Compare it to a claimant of ESP ability. You could show him/her all the cards first, 4 each containing one of two symbols, and then perform the experiment. Or you could show him/her the back of one card without revealing what kind of symbol is on the other side. A clever (strategic) guesser might pass the first test successfully, but only a true psychic could guess the symbol in the second test.

It really does go to the meaning of “has the ability”.

10. Briggs

Uncle Mike,

Amen, brother.

11. pouncer

Briggs replies to me: ” Not so. She can guarantee a score of 4 (if N = 8 ) by just saying ‘tea first’ every time, even though she knows there are only four tea-first cups.”

No true gentleman would do so.

The person who says that 3, or 5, or any other number than 4 of the offered cups is “milk in first” is necessarily implying that the gentleman pouring is a liar.
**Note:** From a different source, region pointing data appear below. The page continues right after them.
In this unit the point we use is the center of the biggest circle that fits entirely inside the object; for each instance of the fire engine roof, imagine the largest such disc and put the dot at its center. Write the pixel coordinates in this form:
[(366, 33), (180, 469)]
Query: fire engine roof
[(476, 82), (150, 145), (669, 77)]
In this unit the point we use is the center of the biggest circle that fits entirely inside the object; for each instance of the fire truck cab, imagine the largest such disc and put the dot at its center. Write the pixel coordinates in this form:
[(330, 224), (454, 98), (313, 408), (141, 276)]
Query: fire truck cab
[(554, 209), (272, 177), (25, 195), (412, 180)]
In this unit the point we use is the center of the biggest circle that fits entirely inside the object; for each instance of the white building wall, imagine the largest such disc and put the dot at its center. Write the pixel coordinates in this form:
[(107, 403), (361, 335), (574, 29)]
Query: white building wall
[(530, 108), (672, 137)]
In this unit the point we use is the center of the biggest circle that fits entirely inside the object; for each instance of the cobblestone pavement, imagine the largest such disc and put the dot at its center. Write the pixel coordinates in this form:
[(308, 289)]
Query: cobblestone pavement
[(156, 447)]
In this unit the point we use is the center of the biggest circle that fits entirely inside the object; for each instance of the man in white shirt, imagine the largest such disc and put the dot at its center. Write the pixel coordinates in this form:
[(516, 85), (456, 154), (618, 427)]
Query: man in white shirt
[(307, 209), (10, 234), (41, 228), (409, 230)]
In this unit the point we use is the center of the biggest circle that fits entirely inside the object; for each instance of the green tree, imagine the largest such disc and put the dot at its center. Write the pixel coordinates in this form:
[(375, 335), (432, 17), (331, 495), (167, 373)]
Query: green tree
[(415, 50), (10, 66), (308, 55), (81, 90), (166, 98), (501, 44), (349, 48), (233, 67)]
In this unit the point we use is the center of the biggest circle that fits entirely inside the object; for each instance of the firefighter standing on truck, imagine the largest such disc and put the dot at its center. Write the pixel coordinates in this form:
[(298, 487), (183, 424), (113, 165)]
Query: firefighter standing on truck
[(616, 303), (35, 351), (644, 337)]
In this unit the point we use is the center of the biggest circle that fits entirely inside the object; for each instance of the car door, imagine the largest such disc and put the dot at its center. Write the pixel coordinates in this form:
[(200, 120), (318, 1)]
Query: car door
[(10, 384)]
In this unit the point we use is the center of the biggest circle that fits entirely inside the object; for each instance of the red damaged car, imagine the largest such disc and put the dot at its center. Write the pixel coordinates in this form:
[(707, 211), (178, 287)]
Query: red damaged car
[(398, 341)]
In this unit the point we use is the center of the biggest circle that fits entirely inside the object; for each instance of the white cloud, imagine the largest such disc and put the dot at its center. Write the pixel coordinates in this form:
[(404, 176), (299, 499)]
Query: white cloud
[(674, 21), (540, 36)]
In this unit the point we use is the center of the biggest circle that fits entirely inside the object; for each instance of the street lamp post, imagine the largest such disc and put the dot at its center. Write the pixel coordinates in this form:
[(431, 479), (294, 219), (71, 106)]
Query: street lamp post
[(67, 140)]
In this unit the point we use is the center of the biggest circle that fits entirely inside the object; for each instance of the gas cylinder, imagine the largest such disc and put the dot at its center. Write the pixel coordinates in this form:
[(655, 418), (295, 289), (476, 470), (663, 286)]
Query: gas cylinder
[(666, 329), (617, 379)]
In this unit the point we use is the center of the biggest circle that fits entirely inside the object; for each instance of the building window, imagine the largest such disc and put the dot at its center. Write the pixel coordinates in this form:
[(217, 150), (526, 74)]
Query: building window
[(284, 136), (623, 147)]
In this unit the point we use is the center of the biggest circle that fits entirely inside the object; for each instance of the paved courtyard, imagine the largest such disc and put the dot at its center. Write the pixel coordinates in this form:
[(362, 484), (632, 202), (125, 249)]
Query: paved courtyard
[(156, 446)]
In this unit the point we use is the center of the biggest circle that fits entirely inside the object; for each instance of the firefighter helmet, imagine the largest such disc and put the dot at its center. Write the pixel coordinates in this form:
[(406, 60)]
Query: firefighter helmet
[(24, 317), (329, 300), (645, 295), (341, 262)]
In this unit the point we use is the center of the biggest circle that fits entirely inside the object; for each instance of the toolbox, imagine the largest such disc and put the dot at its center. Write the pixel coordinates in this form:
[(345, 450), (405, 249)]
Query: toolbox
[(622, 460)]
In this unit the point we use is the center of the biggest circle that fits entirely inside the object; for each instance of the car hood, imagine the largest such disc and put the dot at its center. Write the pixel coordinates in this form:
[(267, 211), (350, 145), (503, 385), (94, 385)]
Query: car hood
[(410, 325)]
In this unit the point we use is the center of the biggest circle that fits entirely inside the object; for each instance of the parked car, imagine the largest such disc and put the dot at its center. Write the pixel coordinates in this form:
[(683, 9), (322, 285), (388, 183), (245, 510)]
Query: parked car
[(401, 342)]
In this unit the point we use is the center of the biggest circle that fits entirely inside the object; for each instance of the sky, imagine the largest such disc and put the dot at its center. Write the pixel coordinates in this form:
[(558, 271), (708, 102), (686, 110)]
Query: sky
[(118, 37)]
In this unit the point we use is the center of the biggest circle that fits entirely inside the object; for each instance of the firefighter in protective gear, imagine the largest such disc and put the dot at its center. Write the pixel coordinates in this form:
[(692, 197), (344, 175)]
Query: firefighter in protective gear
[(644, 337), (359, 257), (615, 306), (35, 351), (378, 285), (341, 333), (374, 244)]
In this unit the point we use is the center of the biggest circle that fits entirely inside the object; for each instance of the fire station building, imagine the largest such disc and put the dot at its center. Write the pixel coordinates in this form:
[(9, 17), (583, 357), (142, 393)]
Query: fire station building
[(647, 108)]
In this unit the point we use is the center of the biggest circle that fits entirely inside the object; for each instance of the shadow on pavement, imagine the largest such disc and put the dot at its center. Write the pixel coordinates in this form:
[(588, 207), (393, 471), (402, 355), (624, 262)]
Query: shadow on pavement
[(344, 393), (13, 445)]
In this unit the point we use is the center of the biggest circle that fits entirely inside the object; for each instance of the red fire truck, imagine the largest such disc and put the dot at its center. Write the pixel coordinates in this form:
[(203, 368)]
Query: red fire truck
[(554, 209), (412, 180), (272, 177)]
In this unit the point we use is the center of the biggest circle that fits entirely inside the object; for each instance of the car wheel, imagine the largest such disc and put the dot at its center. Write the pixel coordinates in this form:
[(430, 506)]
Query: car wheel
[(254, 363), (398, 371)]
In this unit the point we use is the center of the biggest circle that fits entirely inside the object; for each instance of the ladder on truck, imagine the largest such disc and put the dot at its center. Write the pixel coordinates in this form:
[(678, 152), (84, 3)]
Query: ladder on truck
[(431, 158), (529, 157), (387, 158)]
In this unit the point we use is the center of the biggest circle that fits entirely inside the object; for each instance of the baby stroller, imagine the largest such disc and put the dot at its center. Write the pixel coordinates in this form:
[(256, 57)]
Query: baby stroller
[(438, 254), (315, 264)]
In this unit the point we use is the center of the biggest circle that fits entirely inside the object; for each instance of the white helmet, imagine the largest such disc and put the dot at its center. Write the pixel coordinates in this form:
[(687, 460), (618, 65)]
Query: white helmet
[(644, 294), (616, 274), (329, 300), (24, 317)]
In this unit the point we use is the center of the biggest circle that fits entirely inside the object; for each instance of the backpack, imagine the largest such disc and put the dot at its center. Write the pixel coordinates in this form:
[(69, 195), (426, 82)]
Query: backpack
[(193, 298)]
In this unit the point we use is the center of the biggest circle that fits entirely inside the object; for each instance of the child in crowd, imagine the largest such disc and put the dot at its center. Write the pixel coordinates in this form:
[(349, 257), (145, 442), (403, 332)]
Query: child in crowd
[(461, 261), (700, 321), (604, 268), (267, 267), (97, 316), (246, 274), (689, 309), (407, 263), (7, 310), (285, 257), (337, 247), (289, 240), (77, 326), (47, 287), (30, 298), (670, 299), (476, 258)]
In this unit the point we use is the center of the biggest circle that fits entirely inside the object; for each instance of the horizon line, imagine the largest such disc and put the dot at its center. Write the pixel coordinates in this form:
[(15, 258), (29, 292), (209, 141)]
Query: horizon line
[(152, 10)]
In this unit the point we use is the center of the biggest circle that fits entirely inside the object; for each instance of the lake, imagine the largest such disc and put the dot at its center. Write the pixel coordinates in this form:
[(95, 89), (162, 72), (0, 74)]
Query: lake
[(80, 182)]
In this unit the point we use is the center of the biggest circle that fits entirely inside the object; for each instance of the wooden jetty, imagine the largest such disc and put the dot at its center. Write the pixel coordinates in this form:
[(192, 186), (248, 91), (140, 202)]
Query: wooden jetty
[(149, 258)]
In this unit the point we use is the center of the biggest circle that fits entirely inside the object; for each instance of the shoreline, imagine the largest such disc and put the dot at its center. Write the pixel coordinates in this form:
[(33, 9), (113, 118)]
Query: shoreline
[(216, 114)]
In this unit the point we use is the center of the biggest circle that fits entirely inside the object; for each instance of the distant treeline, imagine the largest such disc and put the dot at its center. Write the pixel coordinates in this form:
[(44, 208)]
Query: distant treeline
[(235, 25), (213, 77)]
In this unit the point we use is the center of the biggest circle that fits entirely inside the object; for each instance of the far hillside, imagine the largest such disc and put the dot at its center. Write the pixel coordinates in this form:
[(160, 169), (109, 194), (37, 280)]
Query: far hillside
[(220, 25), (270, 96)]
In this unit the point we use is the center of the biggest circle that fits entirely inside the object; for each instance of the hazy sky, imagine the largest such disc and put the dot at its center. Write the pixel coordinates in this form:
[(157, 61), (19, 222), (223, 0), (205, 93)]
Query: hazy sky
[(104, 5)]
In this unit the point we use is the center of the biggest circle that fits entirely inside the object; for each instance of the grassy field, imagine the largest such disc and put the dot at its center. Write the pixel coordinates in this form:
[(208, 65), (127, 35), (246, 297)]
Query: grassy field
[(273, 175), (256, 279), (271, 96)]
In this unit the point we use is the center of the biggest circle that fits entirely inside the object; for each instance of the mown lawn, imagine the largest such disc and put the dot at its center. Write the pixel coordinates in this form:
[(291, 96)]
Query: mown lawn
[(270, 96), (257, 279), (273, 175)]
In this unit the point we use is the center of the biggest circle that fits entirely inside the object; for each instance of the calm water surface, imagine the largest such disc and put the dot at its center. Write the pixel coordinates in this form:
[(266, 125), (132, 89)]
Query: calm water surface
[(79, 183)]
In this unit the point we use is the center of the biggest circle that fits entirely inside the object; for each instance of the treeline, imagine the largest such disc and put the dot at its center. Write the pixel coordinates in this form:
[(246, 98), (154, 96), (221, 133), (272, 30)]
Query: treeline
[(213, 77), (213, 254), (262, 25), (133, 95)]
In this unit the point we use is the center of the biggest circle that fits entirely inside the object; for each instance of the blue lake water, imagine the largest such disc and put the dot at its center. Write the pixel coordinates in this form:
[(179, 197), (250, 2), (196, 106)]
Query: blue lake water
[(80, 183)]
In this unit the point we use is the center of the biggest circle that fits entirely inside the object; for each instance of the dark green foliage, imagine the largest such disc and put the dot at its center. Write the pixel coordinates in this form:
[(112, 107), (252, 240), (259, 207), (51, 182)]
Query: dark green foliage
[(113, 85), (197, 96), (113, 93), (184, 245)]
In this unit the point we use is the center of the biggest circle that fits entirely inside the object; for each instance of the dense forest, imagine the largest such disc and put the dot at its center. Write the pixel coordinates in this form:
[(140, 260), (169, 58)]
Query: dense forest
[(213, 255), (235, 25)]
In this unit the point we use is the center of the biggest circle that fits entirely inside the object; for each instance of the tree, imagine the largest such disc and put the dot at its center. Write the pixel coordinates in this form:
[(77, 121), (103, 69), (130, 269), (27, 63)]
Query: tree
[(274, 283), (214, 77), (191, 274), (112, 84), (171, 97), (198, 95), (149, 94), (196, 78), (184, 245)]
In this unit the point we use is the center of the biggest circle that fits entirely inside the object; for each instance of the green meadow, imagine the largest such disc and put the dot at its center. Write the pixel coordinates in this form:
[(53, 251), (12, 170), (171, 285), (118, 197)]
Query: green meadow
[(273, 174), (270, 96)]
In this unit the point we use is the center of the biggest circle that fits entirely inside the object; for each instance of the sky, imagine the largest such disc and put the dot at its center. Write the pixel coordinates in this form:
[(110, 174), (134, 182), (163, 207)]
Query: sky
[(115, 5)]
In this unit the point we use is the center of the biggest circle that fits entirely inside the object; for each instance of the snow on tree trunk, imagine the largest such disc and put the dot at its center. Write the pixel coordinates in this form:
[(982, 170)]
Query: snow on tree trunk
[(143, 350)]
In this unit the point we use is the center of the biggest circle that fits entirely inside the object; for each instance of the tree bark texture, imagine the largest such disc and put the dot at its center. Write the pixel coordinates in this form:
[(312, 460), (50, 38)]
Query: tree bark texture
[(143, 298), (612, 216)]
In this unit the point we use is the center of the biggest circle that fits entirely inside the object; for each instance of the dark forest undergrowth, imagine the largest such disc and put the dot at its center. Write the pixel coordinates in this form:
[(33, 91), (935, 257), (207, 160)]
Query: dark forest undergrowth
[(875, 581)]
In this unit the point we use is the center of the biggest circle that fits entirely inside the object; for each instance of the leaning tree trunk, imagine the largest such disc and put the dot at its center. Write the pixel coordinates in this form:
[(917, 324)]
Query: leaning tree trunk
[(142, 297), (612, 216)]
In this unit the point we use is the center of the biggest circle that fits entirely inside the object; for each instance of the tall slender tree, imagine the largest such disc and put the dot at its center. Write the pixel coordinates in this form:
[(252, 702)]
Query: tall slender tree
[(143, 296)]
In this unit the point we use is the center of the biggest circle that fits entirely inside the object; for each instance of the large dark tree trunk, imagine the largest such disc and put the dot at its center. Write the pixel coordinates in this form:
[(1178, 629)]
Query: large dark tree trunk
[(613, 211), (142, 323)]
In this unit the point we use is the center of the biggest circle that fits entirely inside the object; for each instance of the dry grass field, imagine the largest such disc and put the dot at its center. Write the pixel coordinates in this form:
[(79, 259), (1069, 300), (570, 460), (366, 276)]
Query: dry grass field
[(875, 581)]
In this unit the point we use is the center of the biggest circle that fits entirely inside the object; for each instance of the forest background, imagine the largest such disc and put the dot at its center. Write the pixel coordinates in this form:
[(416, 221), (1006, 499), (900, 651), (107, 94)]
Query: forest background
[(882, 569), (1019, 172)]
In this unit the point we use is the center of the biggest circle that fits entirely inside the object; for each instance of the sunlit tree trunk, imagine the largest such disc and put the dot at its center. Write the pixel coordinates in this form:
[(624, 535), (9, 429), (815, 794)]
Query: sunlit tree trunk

The upshot of this is to rule out “7” correct, and agree ,actually, that in the experiment as described the lady must identify all 8 cups correctly to out-perform the expected no-skill result; which for me, by experiment, is 6.

12. SteveBrooklineMA

I have a simple question. A Lady walks into a room containing a bag of a million numbered marbles. “I’ll pull out number 526218!” she declares, then reaches into the bag without looking and indeed pulls out marble 526218. “Amazing!” says a statistician nearby, “the odds of pulling that marble out were 1 in a million!” A Gentlemen walks into the room, reaches into the bag, and pulls out marble 128245. “Amazing!” says a statistician nearby, “the odds of pulling that marble out were 1 in a million!” Looking at these events, we think what the Gentleman did wasn’t amazing at all, he didn’t say which marble he was going to pull out beforehand. But what is the difference from the perspective of the statistician? How should the statistician’s analysis be different for the Gentleman and the Lady? From a hypothesis testing perspective, how would a statistician test if the Gentlemen has the special ability to pick marble 128245 out of a bag, based on the single event described? How would it be different than testing the hypothesis that the Lady has the ability to pick out a ball she identifies beforehand?